Temos uma Espanha de refugiados, a continuar neste ritmo, em breve serão uma Inglaterra, uma Itália, uma França, e, a persistir, uma Alemanha. Porém como a intolerância ‘ad astra’, que não para de crescer, não dá espaço para obtenção de uma qualquer solução, e carrega, a manutenção desta situação, a raiz da injustiça, bem como a matriz de sua propagação, segue, porque não tolerada pela constelação de países, cada um de per si, bem como em coletivo. Enquanto perdurar esta situação, outras e mais intolerância manifestar-se-ão, numa auto-estimulação, sobretudo porque sabem que não serão penalizadas. Quem expulsar, violar, matar, ou banir grupos de pessoas, em sendo conflito interno de um país (E o que é um país?) nada passará, podem dar vazão à solta às suas maldades neste caso.

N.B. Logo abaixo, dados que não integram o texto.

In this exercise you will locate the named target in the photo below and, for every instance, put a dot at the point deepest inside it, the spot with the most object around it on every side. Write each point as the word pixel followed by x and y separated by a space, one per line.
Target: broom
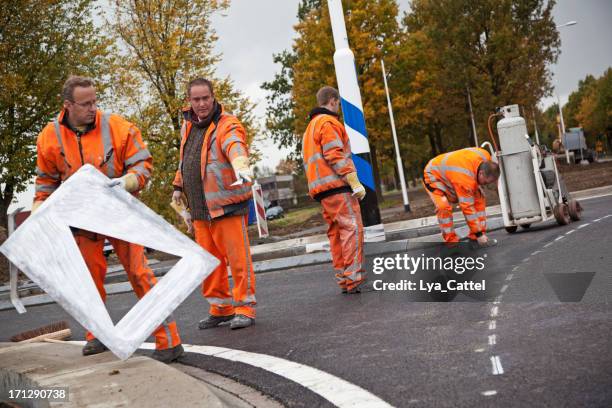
pixel 53 331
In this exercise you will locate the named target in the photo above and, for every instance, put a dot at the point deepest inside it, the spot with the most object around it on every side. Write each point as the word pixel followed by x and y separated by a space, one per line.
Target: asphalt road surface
pixel 543 338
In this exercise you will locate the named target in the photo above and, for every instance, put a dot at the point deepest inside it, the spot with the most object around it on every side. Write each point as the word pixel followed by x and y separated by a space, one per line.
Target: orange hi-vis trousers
pixel 227 239
pixel 345 232
pixel 444 212
pixel 140 275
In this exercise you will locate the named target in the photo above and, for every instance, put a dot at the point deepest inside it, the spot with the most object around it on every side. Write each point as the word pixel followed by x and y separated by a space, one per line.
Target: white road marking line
pixel 496 365
pixel 334 389
pixel 489 393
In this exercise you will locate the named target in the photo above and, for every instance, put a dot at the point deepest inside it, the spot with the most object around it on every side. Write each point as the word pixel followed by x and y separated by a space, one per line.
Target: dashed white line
pixel 497 368
pixel 489 393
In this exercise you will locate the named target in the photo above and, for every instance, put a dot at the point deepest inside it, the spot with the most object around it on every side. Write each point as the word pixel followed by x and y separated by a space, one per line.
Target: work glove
pixel 184 213
pixel 129 182
pixel 35 206
pixel 242 169
pixel 356 186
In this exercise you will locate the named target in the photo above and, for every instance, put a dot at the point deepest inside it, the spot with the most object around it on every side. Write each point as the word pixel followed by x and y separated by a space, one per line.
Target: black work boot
pixel 213 321
pixel 168 355
pixel 94 346
pixel 241 321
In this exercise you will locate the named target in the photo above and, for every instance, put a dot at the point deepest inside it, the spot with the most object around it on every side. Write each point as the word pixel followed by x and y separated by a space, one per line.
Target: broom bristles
pixel 30 334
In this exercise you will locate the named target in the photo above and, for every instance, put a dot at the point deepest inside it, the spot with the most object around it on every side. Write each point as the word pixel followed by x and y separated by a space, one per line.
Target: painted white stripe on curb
pixel 334 389
pixel 489 393
pixel 497 368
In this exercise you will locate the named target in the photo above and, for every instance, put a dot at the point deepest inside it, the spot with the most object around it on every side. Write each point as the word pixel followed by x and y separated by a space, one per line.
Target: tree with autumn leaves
pixel 499 51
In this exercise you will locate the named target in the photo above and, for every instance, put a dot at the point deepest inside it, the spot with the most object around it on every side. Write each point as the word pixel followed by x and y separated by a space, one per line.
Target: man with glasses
pixel 81 134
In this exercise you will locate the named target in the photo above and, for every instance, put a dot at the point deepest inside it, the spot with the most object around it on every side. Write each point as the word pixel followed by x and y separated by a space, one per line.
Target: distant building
pixel 279 190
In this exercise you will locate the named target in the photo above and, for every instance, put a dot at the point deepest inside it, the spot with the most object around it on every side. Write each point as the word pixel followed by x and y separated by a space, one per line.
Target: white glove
pixel 242 170
pixel 129 182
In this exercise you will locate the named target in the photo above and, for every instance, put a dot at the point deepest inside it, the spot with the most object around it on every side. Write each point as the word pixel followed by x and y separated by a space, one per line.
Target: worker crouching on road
pixel 332 180
pixel 213 163
pixel 456 177
pixel 82 134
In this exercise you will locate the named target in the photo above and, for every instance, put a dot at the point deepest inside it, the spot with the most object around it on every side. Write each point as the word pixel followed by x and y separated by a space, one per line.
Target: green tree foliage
pixel 500 50
pixel 372 30
pixel 162 46
pixel 42 42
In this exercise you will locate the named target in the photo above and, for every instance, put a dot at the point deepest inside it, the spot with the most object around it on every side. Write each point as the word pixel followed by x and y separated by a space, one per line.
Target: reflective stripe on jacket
pixel 223 143
pixel 327 154
pixel 455 173
pixel 114 146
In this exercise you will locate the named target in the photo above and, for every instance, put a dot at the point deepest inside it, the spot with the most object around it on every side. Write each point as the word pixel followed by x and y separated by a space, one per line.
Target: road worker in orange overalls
pixel 214 182
pixel 456 177
pixel 82 134
pixel 332 180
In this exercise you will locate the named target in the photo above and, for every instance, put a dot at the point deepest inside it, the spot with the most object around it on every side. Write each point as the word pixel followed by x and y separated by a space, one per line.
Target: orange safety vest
pixel 223 142
pixel 327 154
pixel 455 174
pixel 114 146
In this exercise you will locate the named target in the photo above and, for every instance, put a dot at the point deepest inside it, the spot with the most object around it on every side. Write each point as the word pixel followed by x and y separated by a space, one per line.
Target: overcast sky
pixel 250 31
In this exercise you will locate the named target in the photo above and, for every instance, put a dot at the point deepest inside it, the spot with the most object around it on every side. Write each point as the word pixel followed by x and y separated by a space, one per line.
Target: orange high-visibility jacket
pixel 455 173
pixel 327 154
pixel 223 142
pixel 114 146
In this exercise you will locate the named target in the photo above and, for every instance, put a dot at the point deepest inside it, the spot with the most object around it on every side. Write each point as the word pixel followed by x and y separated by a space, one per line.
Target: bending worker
pixel 456 177
pixel 213 163
pixel 83 134
pixel 332 180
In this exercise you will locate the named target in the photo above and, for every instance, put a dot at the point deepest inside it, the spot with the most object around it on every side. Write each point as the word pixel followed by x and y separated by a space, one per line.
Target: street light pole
pixel 400 165
pixel 569 23
pixel 467 88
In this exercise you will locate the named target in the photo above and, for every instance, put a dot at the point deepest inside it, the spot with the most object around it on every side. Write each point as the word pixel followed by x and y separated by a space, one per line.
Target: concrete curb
pixel 100 380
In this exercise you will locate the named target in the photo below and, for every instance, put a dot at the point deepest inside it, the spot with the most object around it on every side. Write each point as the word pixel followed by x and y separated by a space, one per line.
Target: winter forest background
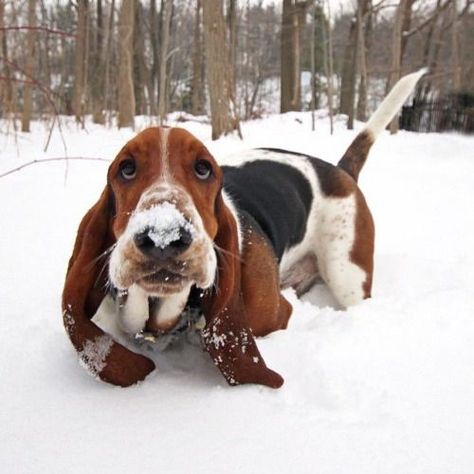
pixel 229 60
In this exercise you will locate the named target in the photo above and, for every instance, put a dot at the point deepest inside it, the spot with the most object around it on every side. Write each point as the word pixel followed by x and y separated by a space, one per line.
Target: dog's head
pixel 161 217
pixel 165 185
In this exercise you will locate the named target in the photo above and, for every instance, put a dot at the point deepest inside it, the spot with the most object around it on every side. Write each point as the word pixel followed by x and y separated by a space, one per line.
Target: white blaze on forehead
pixel 165 167
pixel 164 222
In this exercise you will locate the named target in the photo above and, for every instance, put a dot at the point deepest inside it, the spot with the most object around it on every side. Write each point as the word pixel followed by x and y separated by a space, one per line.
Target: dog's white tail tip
pixel 393 102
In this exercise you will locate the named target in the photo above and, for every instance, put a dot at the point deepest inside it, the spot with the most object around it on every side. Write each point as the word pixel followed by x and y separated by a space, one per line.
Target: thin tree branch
pixel 38 28
pixel 47 160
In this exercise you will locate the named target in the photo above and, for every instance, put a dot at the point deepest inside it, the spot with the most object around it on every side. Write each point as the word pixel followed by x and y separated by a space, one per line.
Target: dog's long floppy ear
pixel 227 336
pixel 84 289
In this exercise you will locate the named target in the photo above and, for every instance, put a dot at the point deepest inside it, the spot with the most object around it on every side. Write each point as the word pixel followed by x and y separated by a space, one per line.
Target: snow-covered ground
pixel 385 387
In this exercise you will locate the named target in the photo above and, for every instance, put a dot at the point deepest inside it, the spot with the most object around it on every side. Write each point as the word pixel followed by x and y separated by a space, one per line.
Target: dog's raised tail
pixel 354 158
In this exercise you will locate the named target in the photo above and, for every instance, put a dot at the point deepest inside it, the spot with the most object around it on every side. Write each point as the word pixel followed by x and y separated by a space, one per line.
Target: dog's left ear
pixel 227 336
pixel 84 289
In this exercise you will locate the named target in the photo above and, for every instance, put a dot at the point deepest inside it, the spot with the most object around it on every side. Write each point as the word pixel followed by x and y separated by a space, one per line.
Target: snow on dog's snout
pixel 182 252
pixel 164 224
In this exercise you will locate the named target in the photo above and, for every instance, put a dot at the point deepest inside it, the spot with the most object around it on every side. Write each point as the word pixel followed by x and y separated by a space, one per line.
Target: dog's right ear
pixel 84 289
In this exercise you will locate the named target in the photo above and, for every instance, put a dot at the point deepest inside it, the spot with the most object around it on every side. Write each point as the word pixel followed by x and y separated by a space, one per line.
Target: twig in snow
pixel 47 160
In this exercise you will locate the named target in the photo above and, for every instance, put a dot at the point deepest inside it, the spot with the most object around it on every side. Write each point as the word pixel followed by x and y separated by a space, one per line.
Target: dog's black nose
pixel 162 246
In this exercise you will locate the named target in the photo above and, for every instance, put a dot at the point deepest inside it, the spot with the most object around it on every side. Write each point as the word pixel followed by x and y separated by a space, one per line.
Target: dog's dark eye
pixel 203 169
pixel 128 169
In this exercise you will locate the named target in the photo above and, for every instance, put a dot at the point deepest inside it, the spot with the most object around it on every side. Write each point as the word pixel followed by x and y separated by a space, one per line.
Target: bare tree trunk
pixel 293 19
pixel 232 28
pixel 364 34
pixel 455 60
pixel 219 71
pixel 154 51
pixel 395 71
pixel 312 65
pixel 165 38
pixel 97 82
pixel 107 58
pixel 30 50
pixel 346 104
pixel 6 83
pixel 79 60
pixel 197 87
pixel 125 84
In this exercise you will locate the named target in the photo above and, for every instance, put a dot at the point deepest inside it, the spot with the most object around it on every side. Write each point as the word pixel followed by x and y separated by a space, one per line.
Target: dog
pixel 181 235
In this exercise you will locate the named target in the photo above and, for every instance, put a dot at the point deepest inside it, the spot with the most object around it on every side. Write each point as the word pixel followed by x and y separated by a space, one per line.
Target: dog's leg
pixel 345 248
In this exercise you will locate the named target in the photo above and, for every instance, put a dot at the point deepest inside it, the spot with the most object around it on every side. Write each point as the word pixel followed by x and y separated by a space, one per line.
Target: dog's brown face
pixel 165 184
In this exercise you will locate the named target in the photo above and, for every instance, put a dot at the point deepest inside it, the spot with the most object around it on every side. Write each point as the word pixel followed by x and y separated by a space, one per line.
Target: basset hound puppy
pixel 172 230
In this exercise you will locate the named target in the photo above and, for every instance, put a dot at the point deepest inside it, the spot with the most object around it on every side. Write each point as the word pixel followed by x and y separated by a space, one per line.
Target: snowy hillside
pixel 385 387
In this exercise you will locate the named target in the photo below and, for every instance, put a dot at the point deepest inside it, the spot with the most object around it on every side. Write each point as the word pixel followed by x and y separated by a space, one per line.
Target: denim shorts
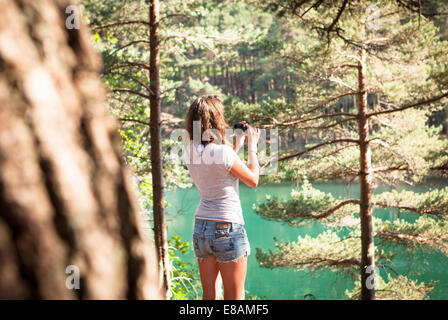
pixel 226 244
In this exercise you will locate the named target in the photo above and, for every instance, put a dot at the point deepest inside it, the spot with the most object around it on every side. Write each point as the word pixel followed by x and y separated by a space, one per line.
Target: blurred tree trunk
pixel 66 199
pixel 160 233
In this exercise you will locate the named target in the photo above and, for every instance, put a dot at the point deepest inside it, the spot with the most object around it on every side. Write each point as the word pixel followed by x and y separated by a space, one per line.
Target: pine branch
pixel 329 212
pixel 121 23
pixel 134 120
pixel 299 154
pixel 413 105
pixel 130 44
pixel 131 92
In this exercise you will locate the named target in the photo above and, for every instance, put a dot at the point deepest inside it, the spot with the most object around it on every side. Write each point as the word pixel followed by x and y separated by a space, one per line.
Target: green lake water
pixel 286 283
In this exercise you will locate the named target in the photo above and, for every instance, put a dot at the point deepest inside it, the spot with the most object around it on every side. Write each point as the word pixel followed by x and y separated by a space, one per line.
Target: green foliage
pixel 434 202
pixel 398 288
pixel 306 203
pixel 184 282
pixel 425 232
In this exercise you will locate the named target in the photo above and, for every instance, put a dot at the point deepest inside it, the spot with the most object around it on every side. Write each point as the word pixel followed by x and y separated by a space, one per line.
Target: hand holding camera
pixel 250 134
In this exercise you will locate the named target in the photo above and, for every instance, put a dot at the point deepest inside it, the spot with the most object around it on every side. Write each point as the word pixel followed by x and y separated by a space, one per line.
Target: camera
pixel 241 126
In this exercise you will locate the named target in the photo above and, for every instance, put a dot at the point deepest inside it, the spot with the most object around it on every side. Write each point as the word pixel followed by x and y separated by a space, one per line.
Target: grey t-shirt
pixel 209 168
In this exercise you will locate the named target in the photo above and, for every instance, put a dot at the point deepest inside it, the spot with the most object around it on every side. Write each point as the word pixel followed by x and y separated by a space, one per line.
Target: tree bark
pixel 367 243
pixel 160 233
pixel 66 198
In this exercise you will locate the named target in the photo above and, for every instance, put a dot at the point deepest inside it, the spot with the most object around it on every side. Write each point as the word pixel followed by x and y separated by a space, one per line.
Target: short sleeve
pixel 229 157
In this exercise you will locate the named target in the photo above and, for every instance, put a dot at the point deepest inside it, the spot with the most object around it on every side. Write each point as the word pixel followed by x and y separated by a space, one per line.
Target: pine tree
pixel 393 66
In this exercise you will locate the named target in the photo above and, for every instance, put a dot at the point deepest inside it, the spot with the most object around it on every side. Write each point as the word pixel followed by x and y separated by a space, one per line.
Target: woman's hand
pixel 240 137
pixel 239 141
pixel 253 135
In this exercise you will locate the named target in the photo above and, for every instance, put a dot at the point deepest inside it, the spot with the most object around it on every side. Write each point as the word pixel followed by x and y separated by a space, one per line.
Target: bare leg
pixel 208 270
pixel 233 277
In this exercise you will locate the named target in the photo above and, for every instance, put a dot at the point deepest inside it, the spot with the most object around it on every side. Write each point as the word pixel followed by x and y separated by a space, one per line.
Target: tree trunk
pixel 367 243
pixel 160 233
pixel 67 206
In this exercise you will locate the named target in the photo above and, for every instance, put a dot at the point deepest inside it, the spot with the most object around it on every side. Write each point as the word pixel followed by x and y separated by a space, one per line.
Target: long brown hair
pixel 209 110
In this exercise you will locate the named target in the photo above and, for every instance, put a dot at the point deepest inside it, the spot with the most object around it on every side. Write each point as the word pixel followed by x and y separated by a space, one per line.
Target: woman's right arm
pixel 249 174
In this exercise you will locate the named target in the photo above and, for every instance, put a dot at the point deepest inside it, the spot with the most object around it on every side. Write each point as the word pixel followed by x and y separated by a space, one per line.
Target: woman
pixel 220 240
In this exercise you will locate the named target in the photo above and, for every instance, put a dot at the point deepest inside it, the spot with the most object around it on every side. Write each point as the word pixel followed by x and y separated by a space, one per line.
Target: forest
pixel 352 95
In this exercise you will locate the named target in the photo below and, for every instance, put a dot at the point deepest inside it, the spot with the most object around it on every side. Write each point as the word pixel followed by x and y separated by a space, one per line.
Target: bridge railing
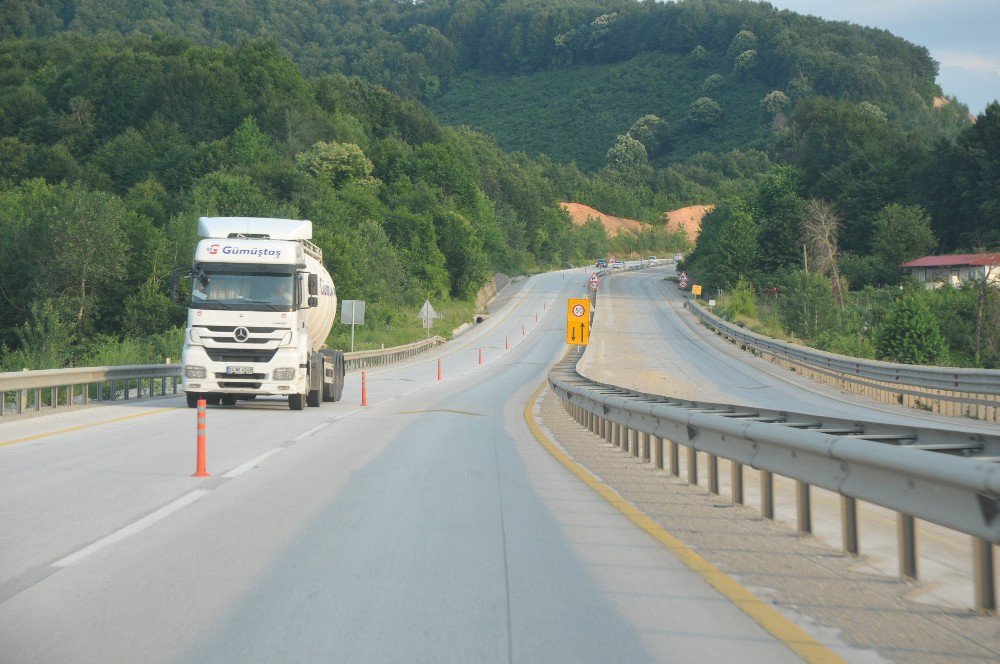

Criando um gigantesco problema humano e humanitário, apetece-nos dizer: Têm de conviver, como sempre o fizeram, com estes que agora expulsam, e obrigá-los a tal. Porém se refletirmos um pouco, quando a intolerância é revelada e transformada em ação de exclusão, pouco, ou nada resta fazer para a sua inclusão como o era dantes. É um conflito insuperável, uma causa perdida, e uma fractura exposta, por mais bandagem que se lhe ponha, se não se reconstituir o osso, não tem jeito… Agora, como reconstituir este osso, se o paciente não o querendo, continua a parti-lo e a arrancar-lhe da carne que sustem? Os deslocados não podem ter nenhuma esperança de retorno. E como resolver esta questão? Onde arranjar um país que os queira? Estes pobres diabos que existem porque existem, existem em algum lugar que não é deles, existem numa realidade que não lhes pertence, mas institucionalmente NÃO EXISTEM. Estão, são, porque quem está vivo é, está, mas como é que podem ser, não sendo? Está criado um mundo em transitoriedade, não o da instabilidade do qual nos falava os ‘afiches’ japoneses do XIX, não. Aqui a transitoriedade é perene e insolúvel, porque, aberrantemente, não é uma transitoriedade transitória, por estranho que isto possa parecer, mas uma transitoriedade permanente. Os refugiados são jogados numa não existência que os leva a passar o tempo, e a não ter esperanças, a não ter futuro. E eu não conheço nada mais criminoso do que alguém não ter futuro. E esta que é uma situação provisória, transitória, mas como porém o futuro sempre chega, e como este os encontra sempre na mesma condição, sempre iguais, o futuro é como o presente, e é como se fora o passado, e é também desesperança, porque sempre os encontra sem solução, fica então criada a situação permanentemente sem solução.
Penso que este é o mais grave dos enigmas de nosso tempo.
(*) Para Gaza hoje teríamos de inventar um nível 4 ou 5. E isto mostra como é antigo o problema.